Aber er konnte sie nicht Ängstigen, nicht Einschüchtern, nicht auf Dauer, nicht, wenn sie es erwartete. Mehr als ein halbes Leben lang, irrte die Inquisitorin bereits durch die dunklen Schatten, mehr als ein halbes Leben lang war sie zwischen Angst und Hass gefangen, dazwischen zermahlen worden und trotzdem, trotz allem, war immer etwas von ihr übrig geblieben. Nie war es der Finsternis gelungen, sich ihrer Seele zur Gänze zu bemächtigen, bei aller Grausamkeit, war ihr stets bewusst gewesen was sie tat. Und vielleicht lag darin die Strafe. Nicht einfach wahnsinnig zu werden, nicht einfach im Irrsinn zu schwelgen, sondern mit der Last zu Leben und weiterzugehen, so hohl und leer man sich auch fühlte. Doch mochte darin die Ursache liegen, der Grund für den Wunsch es zu beenden - ein für allemal. Anders als viele Sith, viele Anhänger der hereinbrechenden Nacht, konnte sie noch fühlen was geschah, sehen wohin es sie alle führte. Der auf Blut errichtete Staat des Imperiums, hatte endlich das Ungeheuer bekommen, das er verdient hatte, den perfekten Götzen, das ideale Feindbild, das war Vesperum. Gegner allen Lebens. Der Verkommene. Der Fresser, der immer mehr wollte, mehr brauchte. Und nun sie. Er wollte sie, ihre Nähe, ihre Person, als gelüstete es ihm nach Menschenfleisch. Ihr innerstes sträubte sich, als sie das Hologramm anblickte. Nein, sie wollte nicht zu ihm, nicht jetzt, am besten nie. Doch dies war die Zeit, wieder war es die Zeit, die nur den Weg nach vorn kannte, nie zurück. und sie hatte die Wahl gehabt, vor wenigen Minuten noch, hätte sie ihm die Sephi präsentieren können, hätte einfach weitermachen können wie bisher. Tiefer in die Schatten. Bis sie irgendwann an des Monsters Seite saß. Verloren, leer, nur noch ein ausgedorrter Kadaver, unnütz, wohl darauf lauernd, endlich weggeworfen zu werden. Doch nun hatte sich der Schatten gewehrt, Reah brauchte Gottes Anweisungen nicht mehr, sondern entschied selbst. Ihr eigenes Schicksal, nicht seines, nicht das seines Reiches, nein, nur ihr eigener Weg war es der zählte und wie weit sie diesen Pfad würde beschreiten können.
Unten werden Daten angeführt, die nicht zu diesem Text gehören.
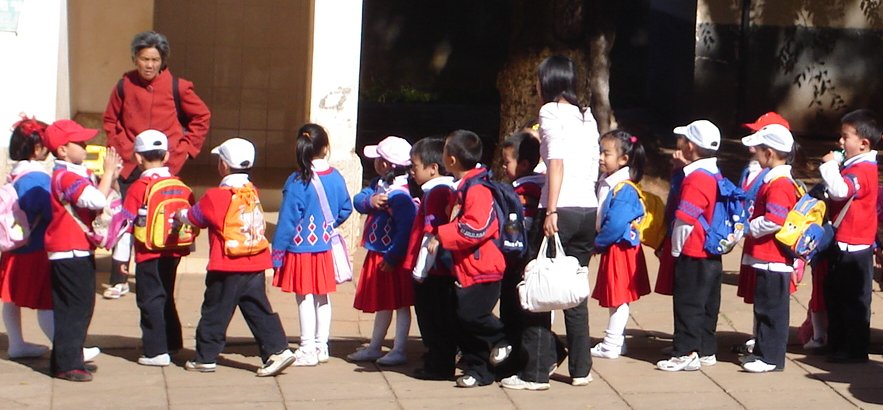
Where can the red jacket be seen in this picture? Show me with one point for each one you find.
(469, 236)
(152, 106)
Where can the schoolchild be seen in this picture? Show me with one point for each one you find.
(302, 244)
(75, 197)
(697, 273)
(238, 258)
(434, 284)
(622, 273)
(384, 284)
(852, 188)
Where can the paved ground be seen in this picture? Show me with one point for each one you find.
(808, 382)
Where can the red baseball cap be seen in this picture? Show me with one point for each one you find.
(767, 119)
(62, 132)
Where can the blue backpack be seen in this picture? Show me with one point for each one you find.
(512, 240)
(729, 220)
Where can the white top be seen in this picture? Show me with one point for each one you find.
(572, 136)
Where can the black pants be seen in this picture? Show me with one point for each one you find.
(434, 302)
(576, 229)
(160, 326)
(73, 301)
(848, 299)
(772, 294)
(480, 330)
(224, 291)
(696, 305)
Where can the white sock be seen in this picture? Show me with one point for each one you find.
(619, 317)
(46, 320)
(382, 319)
(403, 326)
(306, 310)
(323, 319)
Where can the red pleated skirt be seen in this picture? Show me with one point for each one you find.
(26, 280)
(306, 273)
(378, 290)
(622, 276)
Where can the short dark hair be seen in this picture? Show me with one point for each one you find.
(865, 123)
(430, 150)
(152, 39)
(465, 146)
(525, 146)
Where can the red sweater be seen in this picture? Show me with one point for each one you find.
(469, 236)
(698, 195)
(209, 213)
(773, 202)
(152, 106)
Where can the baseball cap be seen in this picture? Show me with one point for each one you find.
(393, 149)
(62, 132)
(702, 133)
(775, 136)
(767, 119)
(237, 153)
(151, 140)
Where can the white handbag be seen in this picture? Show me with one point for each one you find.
(553, 283)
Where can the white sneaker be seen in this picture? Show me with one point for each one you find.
(161, 360)
(306, 357)
(515, 383)
(676, 364)
(276, 363)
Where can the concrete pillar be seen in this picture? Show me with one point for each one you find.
(334, 88)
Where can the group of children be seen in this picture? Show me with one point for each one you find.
(429, 230)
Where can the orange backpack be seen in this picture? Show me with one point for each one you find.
(156, 226)
(244, 225)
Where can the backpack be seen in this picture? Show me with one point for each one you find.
(156, 226)
(651, 226)
(512, 239)
(729, 218)
(244, 228)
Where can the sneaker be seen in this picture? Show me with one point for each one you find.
(364, 355)
(499, 353)
(116, 291)
(75, 376)
(710, 360)
(306, 357)
(276, 363)
(90, 353)
(515, 383)
(758, 366)
(676, 364)
(161, 360)
(581, 381)
(393, 358)
(605, 351)
(195, 366)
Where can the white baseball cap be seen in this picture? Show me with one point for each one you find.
(775, 136)
(393, 149)
(702, 133)
(151, 140)
(237, 153)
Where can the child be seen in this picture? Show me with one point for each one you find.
(434, 285)
(305, 266)
(24, 272)
(384, 285)
(470, 233)
(774, 150)
(622, 273)
(852, 188)
(697, 274)
(238, 280)
(155, 271)
(74, 197)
Ausdruckslosigkeit hatte sich auf ihr Gesicht gelegt, wie die willenlose Akzeptanz des Unvermeidlichen, gegen das kein Aufbegehren half. Sie spielte mit, sie gab ihm was er wollte - noch. "Wie Ihr wünscht, mein Imperator.", lautete ihre demütige Antwort, ein Stück weit resigniert, als würde sie die Strafe kennen, sie widerwillig akzeptieren. Aber er würde nicht siegen, noch nicht. Denn wie auch der Sith, war Reah eine Person, die nicht leicht zu töten war, die zäh und findig sein konnte, wie Ungeziefer, Ratten und ein Gespür für Schlupflöcher besaß. "Wir werden so schnell wie möglich aufbrechen."